Edition Patrick Frey
Rudolph Jula gelingt es den "Orient" als mediterranen Raum zu denken, ohne ihn nur nach europäischen Mustern zu analysieren. "Auf dem Weg nach Damaskus" ist ein politischer, subjektiver und wunderschön aufgemachter Reisebericht, der leider etwas an Strahlkraft verliert, weil der Autor zum einen vereinfachenden über "den Balkan" schreibt, und sich zum anderen als den "lone-wolf" des Reisens stilisiert. Über die wenigen schwachen Stellen des Buches aber trösten die tief melancholischen, teils herausragend empathischen Beschreibungen von Menschen und Situationen hinweg. In den Gegensätzen des Textes (wie bei den Reisen) eröffnet sich die Schönheit des Buches. Diese Schönheit liegt nicht zuletzt in der Aufmachung: Schweres, raues Papier, größeres Format, einige Farbfotos. Wer keine Zeit hat langsam zu Reisen, der soll dieses Buch lesen. Langsam. Es lohnt sich.
Gewinnspiel beendet
Ihr konntet ein Exemplar von Rudolph Julas Buch gewinnen, wenn ihr folgende Frage richtig beantworten konntet: Wer ist für Rudolf Jula ein "Tahrir-Aktivist"?

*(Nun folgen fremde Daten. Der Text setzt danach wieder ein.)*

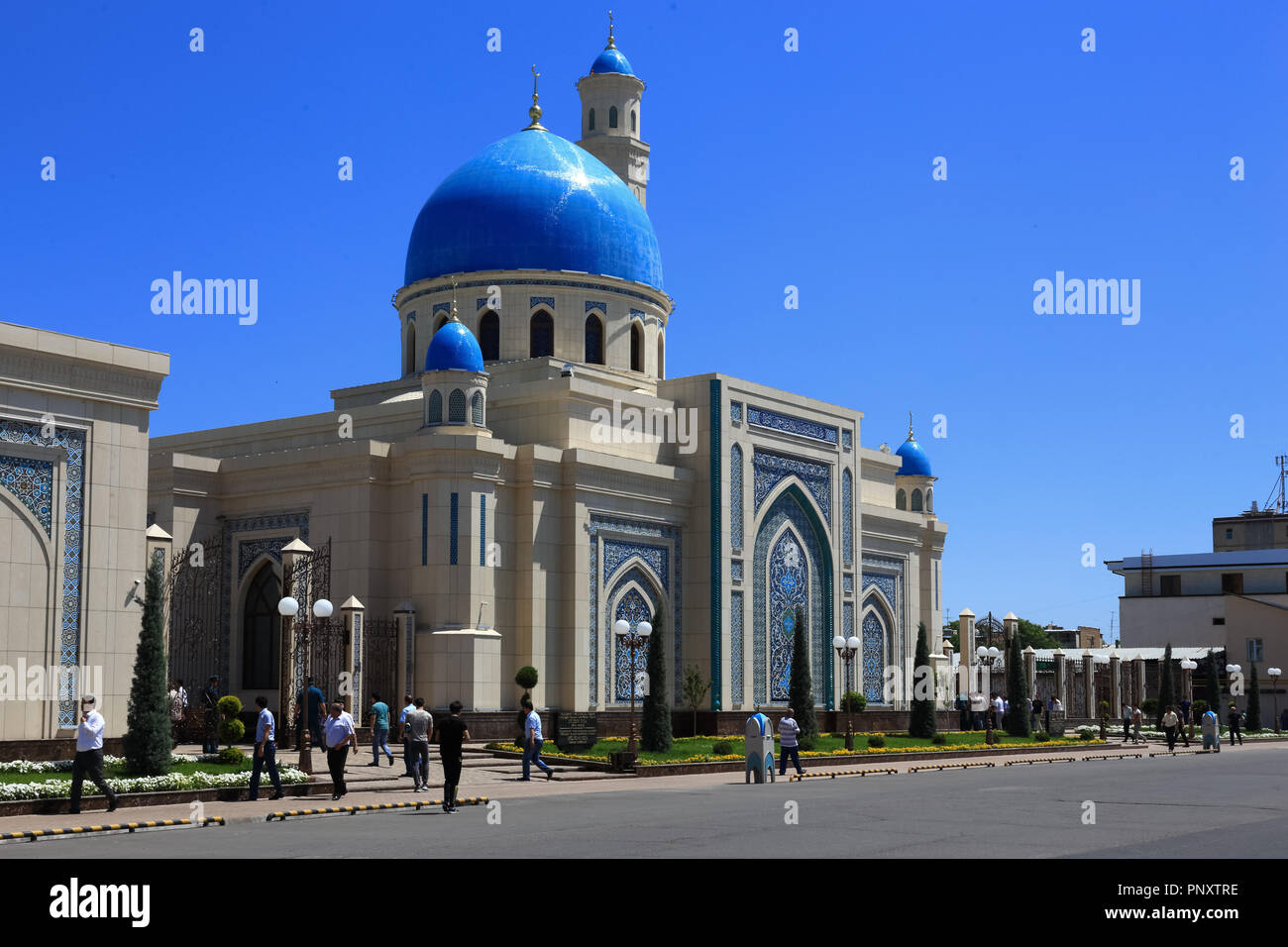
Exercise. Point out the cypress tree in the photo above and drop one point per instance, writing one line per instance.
(656, 724)
(1214, 684)
(1018, 692)
(1253, 698)
(1166, 686)
(147, 724)
(921, 722)
(802, 688)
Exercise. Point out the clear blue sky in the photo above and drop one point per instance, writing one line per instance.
(768, 169)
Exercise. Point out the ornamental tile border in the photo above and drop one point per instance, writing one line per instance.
(296, 521)
(73, 442)
(790, 424)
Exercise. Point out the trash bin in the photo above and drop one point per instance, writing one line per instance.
(760, 749)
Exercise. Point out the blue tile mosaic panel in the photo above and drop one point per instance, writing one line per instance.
(735, 646)
(848, 517)
(787, 424)
(595, 594)
(73, 505)
(31, 482)
(634, 608)
(771, 470)
(735, 496)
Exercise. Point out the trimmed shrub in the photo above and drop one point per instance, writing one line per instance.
(802, 688)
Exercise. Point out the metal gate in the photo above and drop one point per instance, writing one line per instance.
(194, 620)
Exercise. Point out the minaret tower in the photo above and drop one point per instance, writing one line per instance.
(610, 116)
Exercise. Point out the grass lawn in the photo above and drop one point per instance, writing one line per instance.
(119, 772)
(687, 748)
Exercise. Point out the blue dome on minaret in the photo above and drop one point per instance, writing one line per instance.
(914, 460)
(454, 348)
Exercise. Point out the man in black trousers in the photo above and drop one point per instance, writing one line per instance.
(89, 755)
(338, 732)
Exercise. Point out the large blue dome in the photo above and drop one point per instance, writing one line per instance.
(914, 460)
(454, 348)
(612, 60)
(533, 201)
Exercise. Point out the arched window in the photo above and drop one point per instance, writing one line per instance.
(541, 335)
(489, 337)
(636, 347)
(593, 341)
(262, 630)
(410, 350)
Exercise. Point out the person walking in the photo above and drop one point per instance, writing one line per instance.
(419, 725)
(532, 744)
(339, 735)
(378, 723)
(408, 705)
(1170, 723)
(452, 736)
(787, 732)
(210, 710)
(1234, 719)
(89, 755)
(266, 751)
(1211, 725)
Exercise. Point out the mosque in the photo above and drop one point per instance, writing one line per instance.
(498, 502)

a) ein Revolutiönär aus Kairo
b) eine Person, die den Tahrir-Platz überqueren kann, ohne überfahren zu werden
c) ein europäischer aktiv Tourist, der in Outdoor-Klamotten den Tahrir Platz besucht
Die richtige Antwort, war Option b).
Der/die GewinnerIn wurde per Mail verständig.